Le riprese possono essere fatte in due formati: in 4:3 (il formato utilizzato dai televisori fino a pochi anni fa) e in 16:9 (il formato attuale).
I formati invece televisivi essenzialmente sono due, NTSC, usato in America, e il PAL, usato in Italia ed è importante conoscerne la differenza quando masterizziamo un Dvd che deve essere leggibile all’estero.
I supporti su cui andiamo a memorizzare i nostri filmati possono essere diversi in base alla telecamera che usiamo; le prime telecamere, come accennato in precedenza, usavano i nastri, adesso vengono usati le miniDv. Queste permettono di registrare fino ad un’ora di filmato in HD e sono state le più utilizzate fino a pochi anni fa. Hanno però il limite di essere soggette a usura; questo a causa della scarsa qualità del supporto che tende a rovinarsi, comportando la perdita dei dati. Per un certo periodo venivano utilizzate anche delle telecamere con miniHD interni ma erano poco pratiche sia per la lentezza nel riversare i dati che per la loro estrema fragilità. Oggi sono molto utilizzate le flash card, piccole schede di memoria su cui vengono memorizzati i dati e supportano diverse ore di registrazione in un buon formato. Queste presentano diversi vantaggi visto che sono molto resistenti, il costo dei supporti è contenuto e inoltre possono essere riversate in poco tempo.

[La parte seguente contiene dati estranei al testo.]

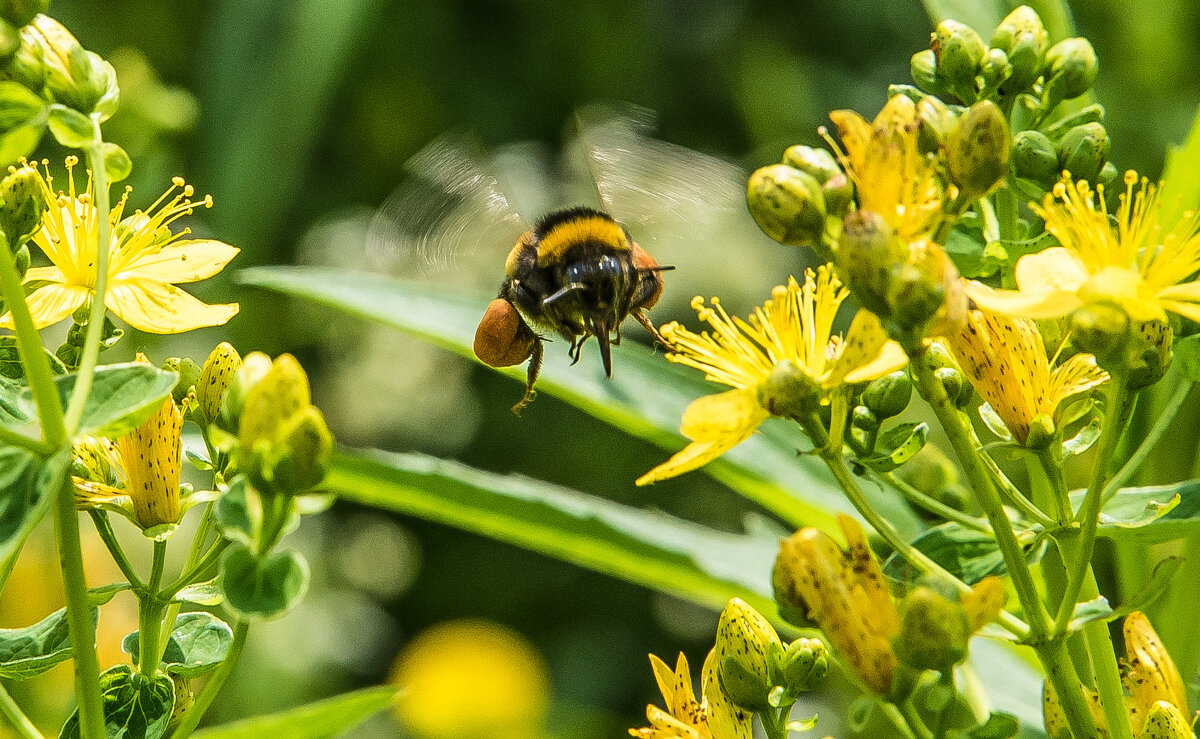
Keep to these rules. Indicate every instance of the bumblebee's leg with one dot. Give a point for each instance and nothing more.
(642, 318)
(534, 370)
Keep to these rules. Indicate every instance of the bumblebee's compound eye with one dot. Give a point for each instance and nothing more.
(502, 338)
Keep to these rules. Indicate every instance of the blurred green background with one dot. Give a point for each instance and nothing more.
(298, 116)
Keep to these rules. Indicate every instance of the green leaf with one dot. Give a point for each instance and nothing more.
(197, 644)
(966, 553)
(328, 718)
(121, 398)
(646, 396)
(31, 650)
(261, 588)
(1150, 515)
(70, 127)
(136, 707)
(28, 485)
(897, 445)
(646, 547)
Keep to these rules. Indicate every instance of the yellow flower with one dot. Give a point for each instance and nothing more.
(1006, 360)
(712, 718)
(1140, 265)
(1150, 674)
(792, 330)
(891, 175)
(147, 260)
(139, 472)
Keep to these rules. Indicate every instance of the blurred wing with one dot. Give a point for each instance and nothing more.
(445, 211)
(643, 180)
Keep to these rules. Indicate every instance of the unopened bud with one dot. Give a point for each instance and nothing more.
(789, 391)
(189, 374)
(923, 67)
(889, 395)
(1035, 158)
(22, 204)
(934, 631)
(868, 256)
(960, 53)
(787, 204)
(217, 373)
(1084, 151)
(1069, 70)
(1102, 329)
(977, 154)
(747, 648)
(1024, 38)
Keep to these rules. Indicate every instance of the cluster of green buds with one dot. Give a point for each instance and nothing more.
(48, 80)
(802, 199)
(757, 671)
(887, 643)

Ad oggi quindi, il digitale permette di avere dei risultati buoni utilizzando un’attrezzatura minima. Non si deve dimenticare comunque che nella raccolta delle fonti orali conta soprattutto il rapporto che si instaura sin dall’inizio con l’intervistato. L’attrezzatura necessaria, per Marcotulli, si riduce quindi a due videocamere, un microfono esterno e il supporto per la videocamera. Diventa fondamentale compensare l’invadenza di questi strumenti con un buon approccio, entrando subito in sintonia con il soggetto. A questo proposito il fotografo dice una cosa molto importante, che non dovrebbe mai essere dimenticata dall’intervistatore: “Quando andiamo a raccogliere un testimonianza siamo noi che impariamo da lui [intervistato], è lui che ci da qualcosa e ci sta facendo un favore”.
Per quanto riguarda il microfono esterno, può servire a isolare i rumori del contesto se dobbiamo fare dei filmati in ambienti rumorosi, ma non è indispensabile nel caso in cui siamo in un interno e il microfono della telecamera è buono. È molto importante comunque verificare prima la resa audio, anche perché, come già accennato anche da D’Aleo, alcuni rumori non udibili dal nostro orecchio vengono invece catturati molto facilmente dal microfono.

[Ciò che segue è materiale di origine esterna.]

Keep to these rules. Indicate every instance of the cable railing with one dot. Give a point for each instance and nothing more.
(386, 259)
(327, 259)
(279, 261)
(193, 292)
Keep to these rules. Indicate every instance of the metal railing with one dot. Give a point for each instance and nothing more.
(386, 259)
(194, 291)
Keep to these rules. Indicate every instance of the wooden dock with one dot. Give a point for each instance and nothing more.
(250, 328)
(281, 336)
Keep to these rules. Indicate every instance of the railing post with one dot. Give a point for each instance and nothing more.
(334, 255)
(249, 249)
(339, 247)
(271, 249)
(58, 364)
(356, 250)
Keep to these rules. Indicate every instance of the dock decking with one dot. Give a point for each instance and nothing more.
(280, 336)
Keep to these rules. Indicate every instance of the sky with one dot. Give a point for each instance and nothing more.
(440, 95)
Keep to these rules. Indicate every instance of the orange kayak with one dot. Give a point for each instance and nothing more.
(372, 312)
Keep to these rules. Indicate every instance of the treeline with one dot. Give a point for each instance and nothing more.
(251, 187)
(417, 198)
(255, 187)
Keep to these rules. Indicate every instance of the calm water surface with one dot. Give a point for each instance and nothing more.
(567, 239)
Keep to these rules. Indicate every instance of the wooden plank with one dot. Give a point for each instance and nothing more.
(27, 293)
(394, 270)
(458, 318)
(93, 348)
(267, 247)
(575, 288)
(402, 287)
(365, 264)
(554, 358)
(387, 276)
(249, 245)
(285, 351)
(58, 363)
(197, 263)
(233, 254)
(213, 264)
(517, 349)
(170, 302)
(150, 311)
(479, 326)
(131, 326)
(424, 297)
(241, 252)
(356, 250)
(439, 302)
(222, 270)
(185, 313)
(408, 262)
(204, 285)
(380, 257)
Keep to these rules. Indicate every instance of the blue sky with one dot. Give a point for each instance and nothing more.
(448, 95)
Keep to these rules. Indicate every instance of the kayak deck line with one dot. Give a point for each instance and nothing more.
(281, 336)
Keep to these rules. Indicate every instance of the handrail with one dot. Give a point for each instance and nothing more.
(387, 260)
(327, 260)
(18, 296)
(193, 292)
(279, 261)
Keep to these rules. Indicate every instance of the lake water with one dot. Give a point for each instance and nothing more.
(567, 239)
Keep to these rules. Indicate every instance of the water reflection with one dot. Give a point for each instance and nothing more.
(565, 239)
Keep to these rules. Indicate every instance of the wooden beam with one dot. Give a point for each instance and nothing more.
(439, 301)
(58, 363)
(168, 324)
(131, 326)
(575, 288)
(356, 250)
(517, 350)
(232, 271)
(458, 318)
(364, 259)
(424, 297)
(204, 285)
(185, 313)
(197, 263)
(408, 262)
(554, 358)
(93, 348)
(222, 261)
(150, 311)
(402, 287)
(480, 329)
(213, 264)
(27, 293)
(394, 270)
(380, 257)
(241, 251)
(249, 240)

Utilizzare una seconda telecamera invece può servire per registrare l’intervistatore, ma questa è una scelta soggettiva. Diventa importante se ad esempio dobbiamo realizzare un filmato da presentare ad un pubblico ampio. In questo caso possiamo effettuare il montaggio più facilmente utilizzando le diverse inquadrature. Inoltre ciò può aiutare a creare dei picchi di interesse, saltando anche i discorsi, montandoli in modo da richiamare l’interesse dello spettatore. Con l’aiuto di un secondo operatore si potrebbero anche fare inquadrature di alcuni particolari dell’intervistato, che arricchirebbero il documentario finale. Per quanto riguarda la disposizione delle telecamere, una andrebbe vicino al collo dell’intervistatore, così che sembri che l’intervistato guardi la camera, l’altra andrebbe messa in asse, che inquadra entrambi a mezzo busto.
Una disavventura che può capitare a chi registra delle interviste è, come la definisce Marcotulli, la “maledizione della telecamera spenta”, di cui parla anche Alessandro Portelli nel suo intervento. Cioè, al momento in cui la telecamera viene spenta, il testimone dice cose importantissime. Per evitare che ciò succeda al termine del colloquio sarebbe bene non spegnere la telecamera o il registratore, in modo da poter registrare anche tutti quei “suoni di vita” che fanno da corollario all’intervistato, che sono reali e possono essere utilizzati.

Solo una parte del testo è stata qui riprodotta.